AUG. If He speaks of the disciples only with whom He supped, this has nothing to do with that glorifying of which He spoke above, wherewith the Son glorified the Father; for what glory is it to be known to twelve or eleven men? But if by the men which were given to Him out of the world, He means all those who should believe in Him afterwards, this is without doubt the glory wherewith the Son glorifies the Father; and, I have manifested your name, is the same as what He said before, I have glorified You; the past being put for the future both there and here.
But what follows shows that He is speaking here of those who were already His disciples, not of all who should afterwards believe on Him. At the beginning of His prayer then our Lord is speaking of all believers, all to whom He should make known the Father, thereby glorifying Him: for after saying, that your Son also may glorify You, in strewing how that was to be done, He says, As You have given Him power over all flesh. Now let us hear what He says to the disciples: I have manifested your name to the men which You gave Me out of the world.
Had they not known the name of God then, when they were Jews? We read in the Psalms, In Jewry is God known; His name is great in Israel. I have manifested your name, then must be understood not of the name of God, but of the Father's name, which name could not be manifested without the manifestation of the Son. For God's name, as the God of the whole creation, could not have been entirely unknown to any nation. As the Maker then of the world, He was known among all nations even before the spread of the Gospel.
In Jewry He was known as a God, Who was not to be worshipped with the false gods: but as the Father of that Christ, by whom He took away the sins of the world, His name was unknown; which name Christ now manifests to those whom the Father had given Him out of the world. But how did He manifest it, when the hour had not come of which He said above, The hour comes, when I shall no more speak unto you in proverbs. We must understand the past to be put for the future.

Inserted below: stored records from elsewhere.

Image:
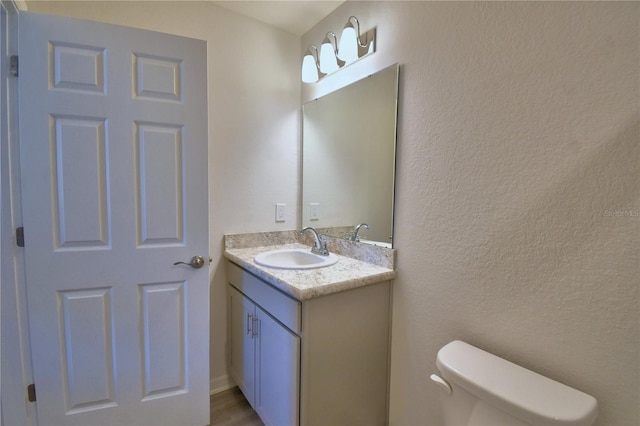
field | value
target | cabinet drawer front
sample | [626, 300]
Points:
[284, 308]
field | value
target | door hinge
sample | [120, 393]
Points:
[20, 236]
[13, 65]
[31, 392]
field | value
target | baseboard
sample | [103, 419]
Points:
[219, 384]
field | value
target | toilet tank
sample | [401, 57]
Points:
[495, 388]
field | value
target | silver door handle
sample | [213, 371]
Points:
[196, 262]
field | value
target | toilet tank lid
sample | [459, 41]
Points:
[522, 393]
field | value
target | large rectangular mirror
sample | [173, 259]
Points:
[348, 159]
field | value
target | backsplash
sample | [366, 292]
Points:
[369, 253]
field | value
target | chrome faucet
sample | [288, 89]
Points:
[319, 245]
[353, 235]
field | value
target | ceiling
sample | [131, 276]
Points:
[293, 16]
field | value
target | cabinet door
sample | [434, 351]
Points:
[277, 371]
[241, 342]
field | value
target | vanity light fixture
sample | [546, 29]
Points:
[310, 66]
[354, 46]
[333, 56]
[329, 61]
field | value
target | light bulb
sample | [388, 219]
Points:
[309, 69]
[328, 60]
[348, 49]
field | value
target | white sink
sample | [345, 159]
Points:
[294, 259]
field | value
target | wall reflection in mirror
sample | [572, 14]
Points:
[348, 159]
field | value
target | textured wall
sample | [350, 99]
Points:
[517, 190]
[254, 102]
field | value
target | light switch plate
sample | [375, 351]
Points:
[281, 212]
[314, 211]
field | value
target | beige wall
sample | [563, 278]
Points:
[518, 151]
[254, 100]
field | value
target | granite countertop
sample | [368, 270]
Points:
[303, 284]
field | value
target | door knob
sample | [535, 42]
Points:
[196, 262]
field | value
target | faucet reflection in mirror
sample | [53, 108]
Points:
[348, 159]
[333, 55]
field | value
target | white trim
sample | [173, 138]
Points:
[15, 344]
[221, 383]
[14, 6]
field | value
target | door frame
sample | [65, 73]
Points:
[15, 345]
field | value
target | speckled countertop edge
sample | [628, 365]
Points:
[347, 273]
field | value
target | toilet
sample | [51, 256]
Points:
[479, 388]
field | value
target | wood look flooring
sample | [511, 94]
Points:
[230, 408]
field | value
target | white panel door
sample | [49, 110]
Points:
[114, 178]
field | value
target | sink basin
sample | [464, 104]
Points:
[294, 259]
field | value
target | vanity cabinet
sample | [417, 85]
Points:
[264, 360]
[319, 361]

CHRYS. That He was the Son of the Father, Christ had already manifested to them by words and deeds.
He prays first specifically for the disciples, reminding us to care first for the Christian community:
CHRYS. As the disciples were still sad in spite of all our Lord's consolations, henceforth He addresses Himself to the Father to show the love which He had for them; I pray for them; He not only gives them what He has of His own, but entreats another for them, as a still further proof of His love.

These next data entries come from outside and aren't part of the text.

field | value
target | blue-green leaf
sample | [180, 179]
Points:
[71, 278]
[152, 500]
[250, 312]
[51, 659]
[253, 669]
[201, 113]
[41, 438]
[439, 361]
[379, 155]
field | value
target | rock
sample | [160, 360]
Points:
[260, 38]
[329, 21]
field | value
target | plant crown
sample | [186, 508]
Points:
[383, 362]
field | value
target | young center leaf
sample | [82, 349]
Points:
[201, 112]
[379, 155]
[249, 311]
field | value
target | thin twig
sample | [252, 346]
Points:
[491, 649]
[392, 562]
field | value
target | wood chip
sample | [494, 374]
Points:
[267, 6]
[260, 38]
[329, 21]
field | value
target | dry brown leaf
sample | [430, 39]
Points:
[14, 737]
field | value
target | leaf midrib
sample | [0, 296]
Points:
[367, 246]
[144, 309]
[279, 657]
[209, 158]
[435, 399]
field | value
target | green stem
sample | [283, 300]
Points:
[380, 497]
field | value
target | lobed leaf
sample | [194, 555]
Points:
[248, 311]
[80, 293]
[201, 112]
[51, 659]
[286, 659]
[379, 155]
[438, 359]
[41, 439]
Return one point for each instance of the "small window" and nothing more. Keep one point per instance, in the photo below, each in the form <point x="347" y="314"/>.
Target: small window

AUG. When He adds, I pray not for the world, by the world He means those who live according to the lust of the world, and have not the lot to be chosen by grace out of the world, as those had for whom He prayed: But for them which you have given Me. It was because the Father had given Him them, that they did not belong to the world. Nor yet had the Father, in giving them to the Son, lost what He had given: For they are Yours.

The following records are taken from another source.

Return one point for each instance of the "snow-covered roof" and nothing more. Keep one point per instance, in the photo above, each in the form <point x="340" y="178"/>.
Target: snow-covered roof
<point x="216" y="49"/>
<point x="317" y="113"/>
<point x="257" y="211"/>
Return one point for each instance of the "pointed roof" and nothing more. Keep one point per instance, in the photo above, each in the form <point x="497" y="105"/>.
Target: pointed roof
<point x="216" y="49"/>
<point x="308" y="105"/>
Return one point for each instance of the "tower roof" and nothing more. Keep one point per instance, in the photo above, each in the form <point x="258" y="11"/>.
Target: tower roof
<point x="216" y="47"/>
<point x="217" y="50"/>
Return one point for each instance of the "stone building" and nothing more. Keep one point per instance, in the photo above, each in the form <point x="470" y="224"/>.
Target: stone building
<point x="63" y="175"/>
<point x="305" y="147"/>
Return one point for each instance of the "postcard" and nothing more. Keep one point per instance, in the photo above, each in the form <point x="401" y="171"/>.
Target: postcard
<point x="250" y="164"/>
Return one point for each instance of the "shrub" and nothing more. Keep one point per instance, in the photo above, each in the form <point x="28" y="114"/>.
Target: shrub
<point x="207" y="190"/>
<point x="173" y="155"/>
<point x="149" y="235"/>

CHRYS. He often repeats, you have given Me, to impress on them that it was all according to the Father's will, and that He did not come to rob another, but to take unto Him His own. Then to show them that this power had not been lately received from the Father, He adds, And all Yours, and Yours are Mine: as if to say, Let no one, hearing Me say, Them which You have given Me, suppose that they are separated from the Father; for Mine are His: nor because I said, They are Yours, suppose that they are separate from Me: for whatever is His is Mine.